Diario Judío México - After weeks of mostly staying home since the COVID 19 pandemic started, I was looking for some volunteer work where I could do something useful for others, but still stay safe. Then, I read in this and several other publications that Jewish Family Service urgently needed volunteer drivers for their Project 19 Food Program, so I applied and after passing a background check and obtaining my Food Handler’s Card, was accepted.

This program is a service to support those critically impacted by COVID 19, all homebound seniors 65+. The need for volunteers is great because it takes up to a hundred volunteers, each serving one day a week, to reach all the clients who benefit from the assistance. The clients live in various parts of San Diego County, and the volunteers can choose which area they want to work in. The volunteer drivers bring boxes of groceries or boxes of freshly frozen meals to their doorsteps.

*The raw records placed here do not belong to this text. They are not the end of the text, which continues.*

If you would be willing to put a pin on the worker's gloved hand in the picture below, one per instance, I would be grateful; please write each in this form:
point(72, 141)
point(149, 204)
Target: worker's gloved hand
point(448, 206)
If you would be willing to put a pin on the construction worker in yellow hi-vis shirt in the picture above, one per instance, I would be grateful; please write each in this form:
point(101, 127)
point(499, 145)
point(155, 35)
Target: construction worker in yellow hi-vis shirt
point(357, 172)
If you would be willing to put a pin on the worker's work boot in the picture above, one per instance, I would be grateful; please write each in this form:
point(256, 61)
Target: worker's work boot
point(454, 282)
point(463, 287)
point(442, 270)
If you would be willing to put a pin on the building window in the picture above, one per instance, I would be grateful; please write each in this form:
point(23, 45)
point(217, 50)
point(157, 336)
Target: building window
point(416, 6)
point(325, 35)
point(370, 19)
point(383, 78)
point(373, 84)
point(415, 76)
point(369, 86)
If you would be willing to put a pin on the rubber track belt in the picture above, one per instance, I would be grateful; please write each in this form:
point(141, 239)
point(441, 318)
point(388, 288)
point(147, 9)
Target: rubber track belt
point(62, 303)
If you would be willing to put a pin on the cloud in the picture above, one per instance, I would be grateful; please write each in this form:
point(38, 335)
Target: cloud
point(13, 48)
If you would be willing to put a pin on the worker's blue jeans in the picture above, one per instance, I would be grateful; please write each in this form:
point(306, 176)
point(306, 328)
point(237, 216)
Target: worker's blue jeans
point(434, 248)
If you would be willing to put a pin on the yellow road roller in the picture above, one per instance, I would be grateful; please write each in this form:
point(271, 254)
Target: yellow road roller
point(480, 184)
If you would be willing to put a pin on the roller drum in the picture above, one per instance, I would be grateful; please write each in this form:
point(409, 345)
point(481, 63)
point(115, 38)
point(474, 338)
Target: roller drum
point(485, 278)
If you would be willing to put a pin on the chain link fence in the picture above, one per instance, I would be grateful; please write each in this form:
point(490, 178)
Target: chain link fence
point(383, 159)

Jewish Family Service provides great support to the San Diego community with their various programs. Most people don’t know, but 95% of Project 19 clients are not Jewish. So far, as a volunteer with Project 19, I have delivered food to White, Latino, African-American, Middle Eastern, and Vietnamese seniors in East and South Counties.  Before the pandemic, JFS averaged about 1,788 home delivered meals and groceries; however, since the need has increased, they have delivered 26, 221 meals and groceries and counting.  There is also the JFS Weekday Drive Thru Distribution on site.

It has been an interesting learning experience and all the people I have worked with at JFS have been nice and accommodating.  I have worked with Katrina Bruins, Cheyenne Arroyo, Nate Beiser and all the helpful warehouse folks who pack up the boxes and help me put them in my car.

My first lesson was to have more patience and not make assumptions about people as I made a morning delivery to homebound seniors in East County, mostly Santee. My WAZE app worked okay to get me to either the apartment complexes or mobile home parks; however, once inside, all bets were off when it came time to finding the actual apartments/spaces as these places were big!

In the biggest mobile home park, after driving around and around, I flagged down what turned out to be a patient gardener. Assuming he was Mexican, I asked him in Spanish where number so and so was. In perfect “Castilian” Spanish, he told me he would get his map, so we could look up the various spaces. As a long-time ESL teacher, I have worked with students from all over the world, so when we finished looking at his map, I said to him, “You are not Mexican, correct? Are you from Spain or maybe Argentina?” His answer made me laugh at myself when he told me he was born and raised in San Ysidro!

With his help and a lot of legwork, I found all the places that morning. Wearing a mask, I carried the boxes to the front doors of the appreciative seniors. The next time in East County was easier. I delivered in the College and Rolando areas and parts of La Mesa.

One Friday afternoon, my route was in South County and I found that more stressful than East County. Why? First I am more familiar with East County as I have lived there for 30 years, so finding places is easier. The South County area I was in had crazy traffic and drivers, so I started driving like I used to when I lived in Mexico City. It also was not easy finding the addresses, but I persevered. After driving around and around, my reward was at the last house where they had adorable kittens all over the place. Unfortunately, all of them were semi-feral and skittish and wouldn’t let this animal lover pick them up. The client was a friendly older African American woman and her adult daughter. The daughter only mumbled at me, but her amiable mom told me her daughter was a cat magnet and every stray cat in the neighborhood came to them.

My advice for prospective volunteer drivers is to look at this like an adventure where you can safely help others and maybe discover some new streets or areas you didn’t know existed. However, I suggest sticking to neighborhoods you are more familiar with at the beginning until you get used to the routine.  You can volunteer as much or as little as you want, but they do expect you to deliver food as least once a week. Different areas of San Diego correspond to different days.  For example, East County is on Tuesdays and North County is on Thursdays.  There are morning shifts from 9:00 to 1:00 and afternoon shifts from 1:30 to 5:30.. You will be driving your own vehicle and if you keep track of mileage, JFS will reimburse for gas.

Despite a few bumps, I always feel happy when I end my shift knowing that I brought food, which for me is comfort, to others. In addition, the homebound clients are grateful.